Research Areas
Catalysis provides the ultimate solution to challenging chemical transformations both in synthetic chemistry (homogeneous/heterogeneous molecular catalysis) and in biology (enzyme catalysis). However, understanding the underlying mechanism and associated electron transfer pathways is often difficult and, thereby, hinders the rational design and development of new systems. Computational methods hold great promises to deliver practical strategies to enable efficient design processes.
Our research focuses on the application of quantum chemical as well as molecular dynamics methods to understand the electronic structure-reactivity correlation aspect of a wide range of catalytic processes. The quantum mechanical (QM) methods, such as density functional theory (DFT), local coupled-cluster methods (DLPNO-CCSD(T)), multiconfigurational SCF (CASSCF), perturbation theory (CASPT2, NEVPT2) are frequently used in our research.

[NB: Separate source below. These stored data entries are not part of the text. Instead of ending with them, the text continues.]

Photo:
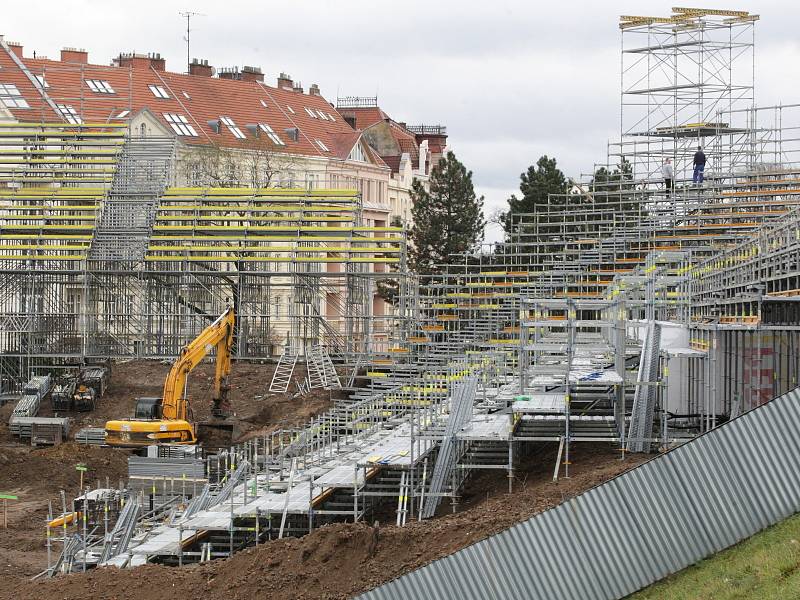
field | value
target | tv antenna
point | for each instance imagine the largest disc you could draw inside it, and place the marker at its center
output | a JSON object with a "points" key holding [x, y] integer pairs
{"points": [[188, 14]]}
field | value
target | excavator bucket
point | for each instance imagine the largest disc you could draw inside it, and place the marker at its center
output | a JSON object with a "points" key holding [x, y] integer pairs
{"points": [[216, 434]]}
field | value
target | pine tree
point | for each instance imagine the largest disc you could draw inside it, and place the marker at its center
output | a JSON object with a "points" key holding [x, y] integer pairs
{"points": [[389, 288], [448, 219], [536, 185]]}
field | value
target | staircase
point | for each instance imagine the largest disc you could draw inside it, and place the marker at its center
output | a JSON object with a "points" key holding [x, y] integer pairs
{"points": [[282, 376], [129, 210], [321, 372], [644, 401], [463, 398]]}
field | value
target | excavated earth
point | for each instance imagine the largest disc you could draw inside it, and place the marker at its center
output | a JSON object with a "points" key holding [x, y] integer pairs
{"points": [[37, 476], [335, 561]]}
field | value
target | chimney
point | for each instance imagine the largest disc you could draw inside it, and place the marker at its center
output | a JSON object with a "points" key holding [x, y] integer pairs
{"points": [[293, 133], [201, 68], [75, 55], [16, 48], [141, 61], [252, 74], [231, 73], [285, 81]]}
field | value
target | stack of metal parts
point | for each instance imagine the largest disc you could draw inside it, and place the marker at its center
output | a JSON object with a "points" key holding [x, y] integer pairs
{"points": [[461, 410], [35, 390], [91, 436], [23, 416], [146, 472]]}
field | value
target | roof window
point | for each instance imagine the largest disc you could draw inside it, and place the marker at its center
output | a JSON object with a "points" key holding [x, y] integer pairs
{"points": [[158, 91], [69, 113], [180, 124], [99, 86], [228, 122]]}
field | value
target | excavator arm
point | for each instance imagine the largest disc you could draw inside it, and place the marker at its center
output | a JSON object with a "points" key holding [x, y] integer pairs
{"points": [[165, 420], [218, 335]]}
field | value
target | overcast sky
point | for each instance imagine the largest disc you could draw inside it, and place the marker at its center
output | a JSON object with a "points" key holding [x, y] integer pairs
{"points": [[512, 80]]}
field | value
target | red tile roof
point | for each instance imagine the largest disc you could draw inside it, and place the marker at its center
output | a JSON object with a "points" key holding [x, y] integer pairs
{"points": [[200, 99], [364, 117]]}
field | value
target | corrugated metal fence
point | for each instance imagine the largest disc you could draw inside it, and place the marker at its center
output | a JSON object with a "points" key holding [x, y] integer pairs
{"points": [[623, 535]]}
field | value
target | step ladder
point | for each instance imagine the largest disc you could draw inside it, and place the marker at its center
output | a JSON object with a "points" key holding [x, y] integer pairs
{"points": [[282, 376], [321, 372], [316, 368], [332, 381]]}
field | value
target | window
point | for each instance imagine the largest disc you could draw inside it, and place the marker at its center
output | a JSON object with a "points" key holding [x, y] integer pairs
{"points": [[11, 97], [357, 153], [271, 134], [99, 86], [158, 91], [180, 124], [228, 122], [69, 113]]}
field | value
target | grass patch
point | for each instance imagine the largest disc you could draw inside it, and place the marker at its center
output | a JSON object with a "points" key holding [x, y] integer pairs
{"points": [[765, 566]]}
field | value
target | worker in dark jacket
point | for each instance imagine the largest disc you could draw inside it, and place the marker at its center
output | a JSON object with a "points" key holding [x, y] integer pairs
{"points": [[699, 165]]}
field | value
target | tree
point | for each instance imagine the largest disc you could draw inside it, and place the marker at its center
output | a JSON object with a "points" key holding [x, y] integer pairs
{"points": [[606, 194], [389, 288], [253, 163], [536, 185], [448, 219]]}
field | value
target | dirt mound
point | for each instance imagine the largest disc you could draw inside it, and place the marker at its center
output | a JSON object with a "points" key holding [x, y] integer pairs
{"points": [[341, 560]]}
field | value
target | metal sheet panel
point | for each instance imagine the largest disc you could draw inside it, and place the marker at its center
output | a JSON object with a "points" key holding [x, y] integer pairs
{"points": [[623, 535]]}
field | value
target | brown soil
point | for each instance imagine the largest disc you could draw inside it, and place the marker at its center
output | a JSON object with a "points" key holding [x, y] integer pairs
{"points": [[37, 476], [335, 561]]}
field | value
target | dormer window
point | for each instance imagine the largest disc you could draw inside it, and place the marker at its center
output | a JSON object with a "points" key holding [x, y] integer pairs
{"points": [[11, 96]]}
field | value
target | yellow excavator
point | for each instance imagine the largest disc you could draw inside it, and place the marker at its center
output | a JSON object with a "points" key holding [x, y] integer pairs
{"points": [[166, 420]]}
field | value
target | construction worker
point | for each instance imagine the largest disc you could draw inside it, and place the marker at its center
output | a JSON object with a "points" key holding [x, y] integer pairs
{"points": [[668, 173], [699, 165]]}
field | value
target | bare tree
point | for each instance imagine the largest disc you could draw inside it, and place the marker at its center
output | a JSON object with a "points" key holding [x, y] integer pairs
{"points": [[255, 162]]}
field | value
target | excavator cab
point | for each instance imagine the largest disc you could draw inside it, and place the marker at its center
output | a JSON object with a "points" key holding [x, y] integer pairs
{"points": [[148, 408], [167, 420]]}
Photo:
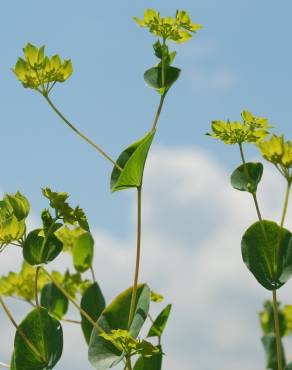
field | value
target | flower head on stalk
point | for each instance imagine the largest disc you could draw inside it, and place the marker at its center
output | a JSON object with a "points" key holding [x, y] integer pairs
{"points": [[251, 130], [178, 29], [279, 152], [40, 72]]}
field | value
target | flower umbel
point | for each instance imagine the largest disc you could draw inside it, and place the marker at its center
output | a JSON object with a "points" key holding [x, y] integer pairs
{"points": [[279, 152], [178, 29], [251, 130], [39, 72]]}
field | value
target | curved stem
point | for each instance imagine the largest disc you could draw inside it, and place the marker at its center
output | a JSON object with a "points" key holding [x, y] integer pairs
{"points": [[277, 331], [36, 286], [157, 115], [82, 312], [138, 255], [21, 333], [89, 141]]}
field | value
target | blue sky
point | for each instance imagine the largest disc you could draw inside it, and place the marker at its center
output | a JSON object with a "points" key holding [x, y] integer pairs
{"points": [[240, 59]]}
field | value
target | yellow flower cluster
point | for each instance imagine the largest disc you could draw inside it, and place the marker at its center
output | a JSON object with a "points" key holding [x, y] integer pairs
{"points": [[251, 130], [178, 29], [39, 72], [277, 151]]}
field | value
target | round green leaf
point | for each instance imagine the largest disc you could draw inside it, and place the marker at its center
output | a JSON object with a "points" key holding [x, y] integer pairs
{"points": [[149, 363], [102, 354], [132, 161], [160, 322], [39, 249], [45, 334], [83, 248], [93, 303], [270, 346], [268, 256], [54, 301], [153, 77], [247, 177]]}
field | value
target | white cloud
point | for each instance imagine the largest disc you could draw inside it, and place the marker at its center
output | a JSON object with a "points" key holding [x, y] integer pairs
{"points": [[192, 226]]}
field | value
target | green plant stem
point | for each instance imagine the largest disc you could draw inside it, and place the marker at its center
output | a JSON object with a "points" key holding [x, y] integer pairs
{"points": [[36, 286], [82, 312], [157, 115], [138, 255], [277, 330], [286, 201], [21, 333], [89, 141]]}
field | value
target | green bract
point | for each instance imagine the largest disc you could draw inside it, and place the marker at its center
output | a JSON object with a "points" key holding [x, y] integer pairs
{"points": [[39, 72], [251, 130], [267, 252], [178, 29]]}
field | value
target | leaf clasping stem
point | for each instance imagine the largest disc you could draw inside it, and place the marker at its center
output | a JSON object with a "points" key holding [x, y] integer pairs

In addition, hybrid QM/molecular mechanics (QM/MM) method and Born-Oppenheimer MD (BOMD) are also used in specific cases.
Based on a detailed electronic-level understanding of the molecular reactivity obtained through theoretical calculations, we target in silico design of novel catalytic systems. We also seek to join hands with experimental chemists to develop the rationally designed catalysts.
3d Transition Metal Catalysis

Rational design of 3d transition metal catalysts for C–H activation and CO2 reduction with special attention to the catalytic role of redox-active ligands.
Enzyme Catalysis

Mechanism, electron transfer, and product-selectivity of Fe, Co, Ni-containing metalloenzymes.
Biomimetic MOF

Design of biomimetic metal-organic framework (MOF) nodes for small molecule activation.
Spectroscopic Properties

Understanding the electronic-structure origin of spectroscopic signatures (EPR, MCD, Mössbauer) of catalysts/reaction intermediates.